When I’m not marathon training I prefer a lower carbohydrate based diet. You need to assess the intensity of your own training. If you are looking to run a faster marathon and have high weekly mileage you need to have a fairly high carb intake. My recommendations in terms of percentage of your calorie intake are as follows:
1. 50 – 65 % calories from complex carbohydrates
2. 15 – 25% calories from fat, unsaturated as much as possible
3. 20 – 25% calories from protein. Use the higher percentage if you are weight training
Of course this could vary a lot, depending on serving sizes. Usually though we often end up eating too much animal protein, which can be hard on your system if you overdo it.
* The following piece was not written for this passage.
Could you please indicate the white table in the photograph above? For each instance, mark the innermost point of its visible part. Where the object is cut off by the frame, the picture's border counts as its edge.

When training at high intensities and for prolonged workouts adequate levels of sodium and carbohydrate replacement is necessary due to sweat loss. This is how it's done:
- Hydrate 2 hours before activity, if not water, juice diluted half with water, or a sports drinklacking simple sugars or diluted.
- 10-15 minutes before activity, avoid juices because of the fructose content which can cause upset stomach.
- During activity, no juices or fructose. Diluted sports drinks are allowed.
- Always remember, sugar slows water absorption.
- Sports drinks are better after exercise because of mineral and electrolyte content, but still may be diluted to increase water absorption rates.
So how have you changed your diet for marathon training? Please share your thoughts or tips on what is working for your training. Looking forward to hearing from you!